Penutupan dilakukan karena lahan bangunan sekolah tersebut disebut milik keluarga Madamin.
Ahli waris, Haji Mansur, menegaskan penutupan dilakukan berdasarkan sertifikat SHM Nomor 09/1986.
"Ini lahan saya. Saya tutup sementara sampai selesai mediasi dengan Dinas Pendidikan. Akte hibah sudah saya urus, tapi balik nama tidak disetujui kepala desa," kata Mansur, Selasa (17/12/2025).
Mansur menyebut mediasi sudah dilakukan sejak 2001 hingga 2020, termasuk di Polsek dan dengan Dinas Pendidikan. Namun semua upaya disebutnya berakhir tanpa hasil.
"Kepala dinas pernah mediasi di Bangkalan, bahkan sampai Surabaya, tapi kosong semua. Pemerintah janji-janji kosong," ujarnya.

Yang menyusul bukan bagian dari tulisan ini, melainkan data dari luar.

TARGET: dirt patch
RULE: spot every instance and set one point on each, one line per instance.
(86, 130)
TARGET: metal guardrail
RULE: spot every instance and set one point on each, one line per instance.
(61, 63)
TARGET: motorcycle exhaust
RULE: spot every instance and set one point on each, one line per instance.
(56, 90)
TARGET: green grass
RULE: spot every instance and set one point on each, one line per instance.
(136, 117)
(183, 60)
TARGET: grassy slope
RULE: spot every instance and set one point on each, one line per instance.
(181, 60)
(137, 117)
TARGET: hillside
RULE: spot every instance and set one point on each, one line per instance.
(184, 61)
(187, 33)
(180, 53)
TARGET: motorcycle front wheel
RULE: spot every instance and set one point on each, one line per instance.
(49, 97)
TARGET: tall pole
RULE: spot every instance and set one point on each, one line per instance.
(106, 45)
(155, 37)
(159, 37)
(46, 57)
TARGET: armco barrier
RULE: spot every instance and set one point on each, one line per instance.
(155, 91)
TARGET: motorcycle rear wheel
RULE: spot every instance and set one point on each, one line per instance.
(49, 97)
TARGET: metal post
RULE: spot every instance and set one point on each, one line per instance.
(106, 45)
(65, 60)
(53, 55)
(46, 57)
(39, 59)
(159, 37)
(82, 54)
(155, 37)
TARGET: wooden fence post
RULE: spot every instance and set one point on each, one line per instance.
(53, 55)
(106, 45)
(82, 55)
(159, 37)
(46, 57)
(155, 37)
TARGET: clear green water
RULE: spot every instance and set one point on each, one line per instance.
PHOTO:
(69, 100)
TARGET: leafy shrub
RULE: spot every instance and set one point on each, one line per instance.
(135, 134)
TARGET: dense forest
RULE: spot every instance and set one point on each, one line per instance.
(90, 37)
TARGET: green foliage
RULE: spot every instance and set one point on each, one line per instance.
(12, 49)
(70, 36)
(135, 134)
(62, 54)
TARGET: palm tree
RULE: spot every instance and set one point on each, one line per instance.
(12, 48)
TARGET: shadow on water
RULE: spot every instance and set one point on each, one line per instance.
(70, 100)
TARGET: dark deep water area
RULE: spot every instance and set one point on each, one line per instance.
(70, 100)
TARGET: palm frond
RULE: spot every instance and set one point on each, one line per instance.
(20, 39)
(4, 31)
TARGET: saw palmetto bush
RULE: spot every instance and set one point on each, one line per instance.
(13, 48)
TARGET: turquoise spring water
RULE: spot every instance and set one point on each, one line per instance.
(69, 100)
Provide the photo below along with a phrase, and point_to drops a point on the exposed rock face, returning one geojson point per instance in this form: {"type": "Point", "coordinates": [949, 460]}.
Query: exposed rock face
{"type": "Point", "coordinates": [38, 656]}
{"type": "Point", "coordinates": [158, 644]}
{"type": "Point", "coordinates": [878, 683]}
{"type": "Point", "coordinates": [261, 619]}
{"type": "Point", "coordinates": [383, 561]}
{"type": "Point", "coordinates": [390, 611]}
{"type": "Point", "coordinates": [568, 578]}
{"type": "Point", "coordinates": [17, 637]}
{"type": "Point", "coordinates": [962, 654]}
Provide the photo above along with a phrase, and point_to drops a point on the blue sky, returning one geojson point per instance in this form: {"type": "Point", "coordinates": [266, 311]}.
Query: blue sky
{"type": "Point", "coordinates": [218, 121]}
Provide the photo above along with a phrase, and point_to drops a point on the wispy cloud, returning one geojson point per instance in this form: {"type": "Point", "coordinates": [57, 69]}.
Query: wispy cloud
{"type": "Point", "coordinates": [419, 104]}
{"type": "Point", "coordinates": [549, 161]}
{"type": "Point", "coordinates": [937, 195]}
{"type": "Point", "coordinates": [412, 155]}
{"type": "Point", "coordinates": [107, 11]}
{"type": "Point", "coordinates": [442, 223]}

Ia berharap Pemkab Bangkalan segera turun tangan menyelesaikan sengketa ini.
"Kalau ada itikad baik, segera selesaikan dengan saya. Kalau selesai, sekolah bisa dibangun lagi. Kondisi sekarang sudah tidak layak, saya khawatir murid takut dengan bangunan yang tinggi," tegasnya.
Mansur menambahkan, luas lahan yang disengketakan sekitar 1140 meter persegi.
Sertifikat atas nama Madamin kemudian dihibahkan kepadanya melalui notaris.
"Kalau mediasi tidak ada titik terang, ya tutup. Harus kosong. Kalau tidak, lahan akan saya pakai sendiri untuk gudang kelompok tani," katanya.
Meski ada penyegelan, aktivitas belajar-mengajar disebut tetap berjalan di gedung lain yang tidak masuk dalam sertifikat sengketa.
"Saya masih punya etikat baik. Aktivitas belajar tetap berlanjut di gedung sebelah. Hanya bangunan ini saja yang ditutup," pungkas Mansur.